Corrects reference to PXP ownership in fifth paragraph
Chevron has agreed to sell its 45pc stake in the Philippines' offshore Malampaya gas and condensate field, further scaling back its presence in southeast Asia.
Chevron is selling its stake to domestic conglomerate Udenna. It declined to give any further details including the value of the deal, which is yet to close.
Malampaya, the sole fuel source for the Philippines' gas-fired power plants, was valued at $2bn when it came on line in 2002 but reserves are depleting rapidly and are on course to be nearly exhausted by 2024.
The field in the South China Sea is operated by Shell with a 45pc stake, with the remaining 10pc held by the Philippines' state-owned PNOC. Production peaked at 429mn ft³/d (4.4bn m³/yr) of natural gas and 15,000 b/d of condensate, although current output is unclear.
Separately, Philippine upstream firm PXP Energy this week submitted a proposal to the government for an integrated gas hub at Malampaya. PXP plans to set up an infrastructure and distribution network spanning Malampaya and the nearby Sampaguita field and other prospects in service contract 72, which it took control of in 2017 through its purchase of UK-listed Forum Energy.
The Sampaguita field is located on the Reed bank, one of the areas of the South China Sea that is also claimed by China under its nine-dash territorial line.
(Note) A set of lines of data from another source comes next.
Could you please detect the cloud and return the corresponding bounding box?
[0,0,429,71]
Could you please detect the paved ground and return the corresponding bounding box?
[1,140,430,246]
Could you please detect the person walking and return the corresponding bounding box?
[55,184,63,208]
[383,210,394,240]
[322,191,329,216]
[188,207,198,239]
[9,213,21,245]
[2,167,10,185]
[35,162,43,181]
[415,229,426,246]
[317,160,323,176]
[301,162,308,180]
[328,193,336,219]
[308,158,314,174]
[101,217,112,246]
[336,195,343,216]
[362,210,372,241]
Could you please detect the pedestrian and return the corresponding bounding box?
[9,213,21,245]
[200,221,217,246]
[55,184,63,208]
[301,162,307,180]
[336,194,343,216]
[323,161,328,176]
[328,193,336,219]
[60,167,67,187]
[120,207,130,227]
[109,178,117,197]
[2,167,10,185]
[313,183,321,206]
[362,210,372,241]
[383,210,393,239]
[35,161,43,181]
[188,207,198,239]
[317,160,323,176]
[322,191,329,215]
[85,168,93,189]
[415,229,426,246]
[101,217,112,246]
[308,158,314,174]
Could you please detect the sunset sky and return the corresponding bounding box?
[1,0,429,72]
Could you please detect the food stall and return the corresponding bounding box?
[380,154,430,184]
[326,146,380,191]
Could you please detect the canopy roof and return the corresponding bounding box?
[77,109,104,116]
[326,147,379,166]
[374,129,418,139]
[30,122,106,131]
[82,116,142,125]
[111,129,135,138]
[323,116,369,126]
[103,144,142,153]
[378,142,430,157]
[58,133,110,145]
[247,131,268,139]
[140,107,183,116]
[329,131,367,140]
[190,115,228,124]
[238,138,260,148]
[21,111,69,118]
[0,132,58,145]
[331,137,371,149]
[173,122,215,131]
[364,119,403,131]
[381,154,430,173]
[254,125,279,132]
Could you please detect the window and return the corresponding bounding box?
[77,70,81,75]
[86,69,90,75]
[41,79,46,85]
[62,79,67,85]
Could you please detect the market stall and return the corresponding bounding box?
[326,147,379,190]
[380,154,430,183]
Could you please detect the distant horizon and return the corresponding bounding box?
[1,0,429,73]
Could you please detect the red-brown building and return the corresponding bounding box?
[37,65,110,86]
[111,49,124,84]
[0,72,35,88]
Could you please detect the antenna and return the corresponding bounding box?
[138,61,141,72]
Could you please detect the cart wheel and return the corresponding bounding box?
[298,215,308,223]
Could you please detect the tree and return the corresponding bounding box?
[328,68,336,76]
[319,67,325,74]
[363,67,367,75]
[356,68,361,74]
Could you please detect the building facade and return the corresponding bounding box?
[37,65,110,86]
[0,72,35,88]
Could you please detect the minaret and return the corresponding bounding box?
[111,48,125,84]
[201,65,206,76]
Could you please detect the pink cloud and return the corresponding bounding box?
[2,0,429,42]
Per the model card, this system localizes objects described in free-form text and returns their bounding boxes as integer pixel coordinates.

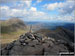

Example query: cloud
[0,5,75,22]
[44,3,58,10]
[0,5,49,21]
[0,0,18,4]
[0,0,75,22]
[33,0,42,6]
[30,7,37,11]
[43,0,75,14]
[0,0,32,8]
[0,6,10,18]
[58,1,75,14]
[36,0,42,3]
[0,6,27,19]
[1,6,9,10]
[57,15,75,23]
[23,0,32,8]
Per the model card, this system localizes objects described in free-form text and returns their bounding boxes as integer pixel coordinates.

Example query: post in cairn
[29,25,32,33]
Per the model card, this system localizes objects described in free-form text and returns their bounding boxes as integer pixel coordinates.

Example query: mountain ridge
[1,18,26,33]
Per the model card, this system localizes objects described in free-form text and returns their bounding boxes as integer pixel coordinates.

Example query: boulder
[28,40,39,46]
[9,45,44,55]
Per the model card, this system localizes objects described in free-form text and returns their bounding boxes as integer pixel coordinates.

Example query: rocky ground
[0,32,74,56]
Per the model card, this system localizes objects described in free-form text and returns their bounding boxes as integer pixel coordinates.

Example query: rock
[6,42,14,50]
[22,43,26,46]
[34,33,43,42]
[25,33,35,40]
[44,47,57,55]
[44,39,54,46]
[42,43,50,48]
[47,37,55,42]
[14,40,21,46]
[19,34,32,45]
[42,36,48,41]
[57,39,67,44]
[9,45,44,55]
[1,32,72,55]
[1,49,9,55]
[19,35,27,43]
[25,39,31,43]
[9,45,24,55]
[44,43,69,55]
[28,40,39,46]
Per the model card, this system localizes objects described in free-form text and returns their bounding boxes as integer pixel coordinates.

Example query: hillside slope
[36,27,74,43]
[35,27,74,52]
[1,18,26,33]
The territorial disputes have stalled development of the field, although relations between Manila and Beijing have warmed in recent years under Philippine President Rodrigo Duterte and the two governments have discussed setting up a joint venture to develop Reed bank gas.
The depletion of the Malampaya field has also sparked a rush of planned LNG import projects in the Philippines.
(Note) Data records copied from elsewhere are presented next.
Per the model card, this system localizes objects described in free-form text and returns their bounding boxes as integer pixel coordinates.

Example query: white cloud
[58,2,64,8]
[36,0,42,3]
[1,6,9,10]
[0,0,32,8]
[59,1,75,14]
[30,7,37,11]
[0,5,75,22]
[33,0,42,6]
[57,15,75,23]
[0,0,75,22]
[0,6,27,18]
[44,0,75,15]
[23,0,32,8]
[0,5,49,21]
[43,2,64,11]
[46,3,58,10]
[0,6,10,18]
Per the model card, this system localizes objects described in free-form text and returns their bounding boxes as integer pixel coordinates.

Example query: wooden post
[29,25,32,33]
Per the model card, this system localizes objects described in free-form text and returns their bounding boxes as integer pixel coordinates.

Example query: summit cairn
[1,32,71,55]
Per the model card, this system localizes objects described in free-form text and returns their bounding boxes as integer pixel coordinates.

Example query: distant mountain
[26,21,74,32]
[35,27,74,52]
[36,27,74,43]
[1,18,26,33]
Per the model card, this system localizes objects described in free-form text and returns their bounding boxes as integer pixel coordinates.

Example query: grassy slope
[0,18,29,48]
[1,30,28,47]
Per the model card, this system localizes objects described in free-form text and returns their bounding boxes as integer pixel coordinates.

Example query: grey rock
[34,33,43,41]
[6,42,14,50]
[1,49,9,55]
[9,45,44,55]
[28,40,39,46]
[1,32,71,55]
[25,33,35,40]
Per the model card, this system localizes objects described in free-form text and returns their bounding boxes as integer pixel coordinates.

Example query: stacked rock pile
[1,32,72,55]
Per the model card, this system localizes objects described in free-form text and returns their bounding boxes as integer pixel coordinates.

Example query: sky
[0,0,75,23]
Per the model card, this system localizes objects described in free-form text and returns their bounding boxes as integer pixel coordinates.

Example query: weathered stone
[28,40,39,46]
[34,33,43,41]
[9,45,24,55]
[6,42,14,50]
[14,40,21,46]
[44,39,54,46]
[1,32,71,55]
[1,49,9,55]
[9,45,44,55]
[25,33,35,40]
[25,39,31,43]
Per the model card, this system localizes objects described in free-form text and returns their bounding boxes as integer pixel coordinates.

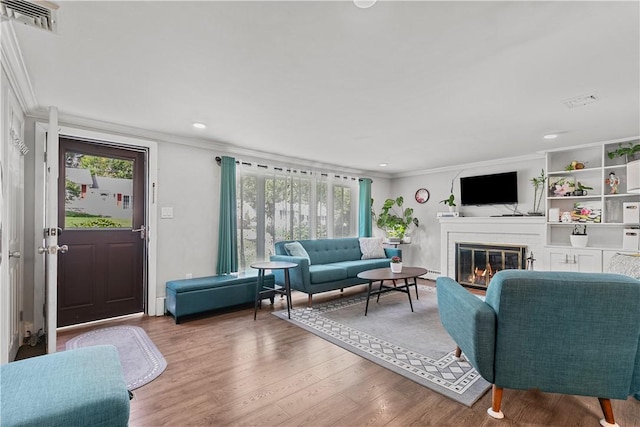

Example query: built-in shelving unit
[544,137,640,253]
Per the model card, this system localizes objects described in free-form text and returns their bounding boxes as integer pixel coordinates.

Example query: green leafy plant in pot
[375,196,419,242]
[607,142,640,162]
[528,169,546,215]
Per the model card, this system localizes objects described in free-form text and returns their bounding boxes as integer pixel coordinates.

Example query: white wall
[389,155,545,276]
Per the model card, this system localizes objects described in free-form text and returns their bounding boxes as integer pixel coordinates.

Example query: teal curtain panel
[216,156,238,274]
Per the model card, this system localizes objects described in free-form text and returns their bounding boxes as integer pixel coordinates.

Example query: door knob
[9,251,21,258]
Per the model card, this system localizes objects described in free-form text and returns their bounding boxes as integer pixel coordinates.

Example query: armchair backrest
[485,270,640,399]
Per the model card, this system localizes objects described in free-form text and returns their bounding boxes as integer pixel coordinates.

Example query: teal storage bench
[0,345,130,427]
[166,272,275,323]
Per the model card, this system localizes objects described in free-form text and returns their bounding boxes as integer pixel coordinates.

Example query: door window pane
[64,152,134,228]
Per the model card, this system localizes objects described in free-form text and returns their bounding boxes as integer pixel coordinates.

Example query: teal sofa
[270,237,401,306]
[0,345,130,427]
[436,270,640,427]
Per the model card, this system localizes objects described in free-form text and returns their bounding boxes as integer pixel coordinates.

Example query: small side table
[251,261,297,320]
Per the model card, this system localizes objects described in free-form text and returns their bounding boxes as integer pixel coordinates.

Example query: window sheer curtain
[358,178,372,237]
[216,156,238,274]
[236,161,359,271]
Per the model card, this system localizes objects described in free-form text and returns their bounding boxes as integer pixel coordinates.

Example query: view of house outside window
[64,153,134,228]
[236,163,357,271]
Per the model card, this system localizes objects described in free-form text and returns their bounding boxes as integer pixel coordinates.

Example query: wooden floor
[56,281,640,427]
Chevron, like other oil majors, has been cutting its upstream presence in Asia-Pacific to focus on more attractive prospects elsewhere. The company will exit the Rokan block in Indonesia when its production-sharing contract expires in 2021. It will hand control of Thailand's two biggest gas blocks — Erawan and Bongkot — to the country's state-controlled PTTEP in 2022 and 2023 respectively.
Chevron plans to sell $5bn-10bn of assets in 2018-20, with divestment proceeds already at the lower end of the target range. The latest deal to close was the $2bn sale of its UK central North Sea business to Israeli energy firm Delek last week. Chevron agreed last week to sell its interests in Azerbaijan's Azeri-Chirag-Gunashli oil field and the Baku-Tbilisi-Ceyhan pipeline to Hungary's Mol for $1.6bn.